You're a conceptual error.

1. The phasor method is a mathematical method that is artificially "created" in order to liberate you from the sum and difference of complex trigonometric functions and the product and difference when solving the problem of AC circuits (remember, this is just mathematics, there is no such physical quantity as "phasor" in real life), and phasor and complex numbers correspond one-to-one, so in the end, the phasor method becomes a complex number operation. In your first question, the phasor of the current i is a complex equation, and you say that you can just turn a complex number into a real number instead? (Complex numbers have real and imaginary parts), so it is not possible to do that, and honestly calculate complex numbers.
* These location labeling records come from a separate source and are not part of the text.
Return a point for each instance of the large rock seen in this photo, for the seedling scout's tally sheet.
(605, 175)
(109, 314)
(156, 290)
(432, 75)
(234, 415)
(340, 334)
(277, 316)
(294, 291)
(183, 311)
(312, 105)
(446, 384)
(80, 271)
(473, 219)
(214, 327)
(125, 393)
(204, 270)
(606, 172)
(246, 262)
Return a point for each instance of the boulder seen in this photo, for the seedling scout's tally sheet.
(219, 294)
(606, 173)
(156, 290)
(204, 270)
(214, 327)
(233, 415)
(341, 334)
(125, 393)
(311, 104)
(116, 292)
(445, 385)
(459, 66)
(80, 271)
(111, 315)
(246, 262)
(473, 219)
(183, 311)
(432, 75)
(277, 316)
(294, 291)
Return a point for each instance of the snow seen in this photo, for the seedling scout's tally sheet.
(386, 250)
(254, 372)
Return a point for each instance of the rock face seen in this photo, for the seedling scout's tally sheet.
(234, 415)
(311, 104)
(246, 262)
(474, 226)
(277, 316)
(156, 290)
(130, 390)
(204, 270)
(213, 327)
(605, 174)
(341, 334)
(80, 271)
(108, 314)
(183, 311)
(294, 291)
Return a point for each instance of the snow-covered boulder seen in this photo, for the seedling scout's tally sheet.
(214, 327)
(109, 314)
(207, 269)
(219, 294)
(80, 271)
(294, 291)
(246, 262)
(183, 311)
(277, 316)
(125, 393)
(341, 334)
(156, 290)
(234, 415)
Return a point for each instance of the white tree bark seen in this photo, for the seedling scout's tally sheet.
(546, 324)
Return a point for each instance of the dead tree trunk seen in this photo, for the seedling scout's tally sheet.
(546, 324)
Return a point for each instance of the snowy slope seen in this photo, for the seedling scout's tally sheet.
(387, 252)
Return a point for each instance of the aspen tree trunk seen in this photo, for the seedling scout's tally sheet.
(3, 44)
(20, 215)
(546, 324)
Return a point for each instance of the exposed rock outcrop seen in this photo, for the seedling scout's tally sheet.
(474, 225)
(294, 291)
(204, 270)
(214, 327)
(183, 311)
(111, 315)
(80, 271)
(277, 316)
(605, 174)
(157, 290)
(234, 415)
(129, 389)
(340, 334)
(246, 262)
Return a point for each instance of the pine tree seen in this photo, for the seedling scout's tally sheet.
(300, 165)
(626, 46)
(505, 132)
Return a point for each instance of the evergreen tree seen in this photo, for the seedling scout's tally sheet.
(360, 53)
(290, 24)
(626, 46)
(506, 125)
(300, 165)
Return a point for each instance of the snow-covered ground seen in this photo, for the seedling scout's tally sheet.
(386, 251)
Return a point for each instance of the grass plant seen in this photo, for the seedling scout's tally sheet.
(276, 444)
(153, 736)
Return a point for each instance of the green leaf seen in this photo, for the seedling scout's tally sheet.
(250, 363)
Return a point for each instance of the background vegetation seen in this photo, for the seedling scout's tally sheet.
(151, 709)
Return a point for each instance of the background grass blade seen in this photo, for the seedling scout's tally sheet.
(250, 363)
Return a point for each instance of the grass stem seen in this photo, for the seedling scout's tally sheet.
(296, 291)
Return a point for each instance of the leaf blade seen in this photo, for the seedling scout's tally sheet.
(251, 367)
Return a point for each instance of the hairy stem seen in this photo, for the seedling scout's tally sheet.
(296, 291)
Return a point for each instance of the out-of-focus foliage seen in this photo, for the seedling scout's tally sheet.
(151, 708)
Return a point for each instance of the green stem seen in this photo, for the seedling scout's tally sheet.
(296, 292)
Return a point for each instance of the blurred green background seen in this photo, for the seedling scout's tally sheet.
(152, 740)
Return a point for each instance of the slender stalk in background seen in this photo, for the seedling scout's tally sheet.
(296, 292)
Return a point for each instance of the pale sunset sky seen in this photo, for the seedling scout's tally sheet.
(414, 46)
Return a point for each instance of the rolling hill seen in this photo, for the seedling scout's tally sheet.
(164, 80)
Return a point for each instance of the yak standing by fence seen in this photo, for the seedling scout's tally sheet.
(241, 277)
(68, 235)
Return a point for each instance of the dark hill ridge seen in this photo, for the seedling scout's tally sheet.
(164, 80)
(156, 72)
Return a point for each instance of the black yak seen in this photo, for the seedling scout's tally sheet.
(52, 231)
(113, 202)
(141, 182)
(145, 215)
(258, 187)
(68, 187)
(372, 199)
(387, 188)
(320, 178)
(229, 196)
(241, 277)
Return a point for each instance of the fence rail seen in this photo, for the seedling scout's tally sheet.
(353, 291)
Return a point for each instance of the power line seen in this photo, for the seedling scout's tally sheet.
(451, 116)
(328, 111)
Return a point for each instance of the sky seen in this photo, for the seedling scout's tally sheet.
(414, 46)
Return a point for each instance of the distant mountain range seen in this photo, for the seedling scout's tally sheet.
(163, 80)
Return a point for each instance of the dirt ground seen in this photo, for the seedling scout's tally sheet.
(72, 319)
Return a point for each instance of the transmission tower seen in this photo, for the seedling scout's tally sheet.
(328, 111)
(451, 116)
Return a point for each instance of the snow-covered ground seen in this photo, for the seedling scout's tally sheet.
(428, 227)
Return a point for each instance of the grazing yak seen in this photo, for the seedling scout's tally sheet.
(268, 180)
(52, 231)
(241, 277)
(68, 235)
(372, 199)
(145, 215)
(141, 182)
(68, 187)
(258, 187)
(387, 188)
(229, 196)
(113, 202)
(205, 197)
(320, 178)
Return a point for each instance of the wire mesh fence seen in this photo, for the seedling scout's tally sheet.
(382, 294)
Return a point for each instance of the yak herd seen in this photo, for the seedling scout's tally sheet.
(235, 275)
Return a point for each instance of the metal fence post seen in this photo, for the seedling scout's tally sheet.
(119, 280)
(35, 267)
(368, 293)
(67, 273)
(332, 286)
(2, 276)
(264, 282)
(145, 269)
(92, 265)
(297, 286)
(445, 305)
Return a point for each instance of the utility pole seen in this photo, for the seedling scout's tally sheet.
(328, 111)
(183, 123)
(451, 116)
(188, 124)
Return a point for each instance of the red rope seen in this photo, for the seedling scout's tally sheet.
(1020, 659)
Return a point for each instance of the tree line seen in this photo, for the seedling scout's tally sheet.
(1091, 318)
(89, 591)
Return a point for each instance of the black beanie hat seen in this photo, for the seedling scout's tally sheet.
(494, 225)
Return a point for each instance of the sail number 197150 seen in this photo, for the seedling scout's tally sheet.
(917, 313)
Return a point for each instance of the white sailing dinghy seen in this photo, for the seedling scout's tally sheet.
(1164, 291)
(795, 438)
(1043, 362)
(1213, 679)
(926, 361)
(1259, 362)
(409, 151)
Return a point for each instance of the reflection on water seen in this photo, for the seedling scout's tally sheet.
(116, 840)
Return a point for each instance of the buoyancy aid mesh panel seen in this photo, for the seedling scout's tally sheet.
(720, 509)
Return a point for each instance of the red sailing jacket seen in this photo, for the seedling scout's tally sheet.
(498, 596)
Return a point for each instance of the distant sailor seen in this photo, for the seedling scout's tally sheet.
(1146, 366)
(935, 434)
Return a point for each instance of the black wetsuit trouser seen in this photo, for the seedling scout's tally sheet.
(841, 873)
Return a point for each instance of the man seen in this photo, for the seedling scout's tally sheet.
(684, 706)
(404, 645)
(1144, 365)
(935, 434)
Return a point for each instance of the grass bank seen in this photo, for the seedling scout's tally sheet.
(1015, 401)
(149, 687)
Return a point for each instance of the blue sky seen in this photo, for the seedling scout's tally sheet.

2. That's just a coincidence, even if you count correctly, the method is wrong.

Vector column equations represent vectors as complex numbers.

The following answers are in italics indicating phasors.

Solution: Let the voltage phasor of V1 be: U1=100 0°V, then the IC1 of A1=10 90°(A).

The impedance of the RL series loop is Z1=R+JXL=5+J5=5 2 45°(

Therefore, the current of the RL series loop is: I1=U1 Z1=100 0° 5 2 45°=10 2 -45°=10-J10(A).

The trunk current is: I=I1+IC1=10 90°+10-J10=10(A), that is, the reading of the ammeter A0 is: 10A.

uc=i×（-jxc）=10×（-j10）=-j100（v）。

The total voltage is: U=UC+U1=-J100+100 0°=100 2 -45°(V).

So the voltmeter v0 reads 100 2=.

<> solution: Let u (phasor) = u 0° and the angular frequency be .

xc1=1/（ωc1）=1/（1×ω/1000000）=1000000/ω（ωxc2=1/（ω×100/1000000）=10000/ω（ω

z1=2-jxc1=2-j1000000/ω，z2=8∥（-jxc2）=8×（-j10000/ω）/（8-j10000/ω）=-j80000/（8ω-j10000）。

u1(phasor)=u(phasor) z2 (z1+z2)=u(phasor) (1+z1 z2).

To make u1 (phasor) and u (phasor) in phase, the denominator of the above equation should be a real number, i.e., im(z1 z2)=0.

z1/z2=（2-j1000000/ω）/[-j80000/（8ω-j10000）]=。

So: 16 -10 10 =0, =10 10 16, =10 5 4=25000(rad s).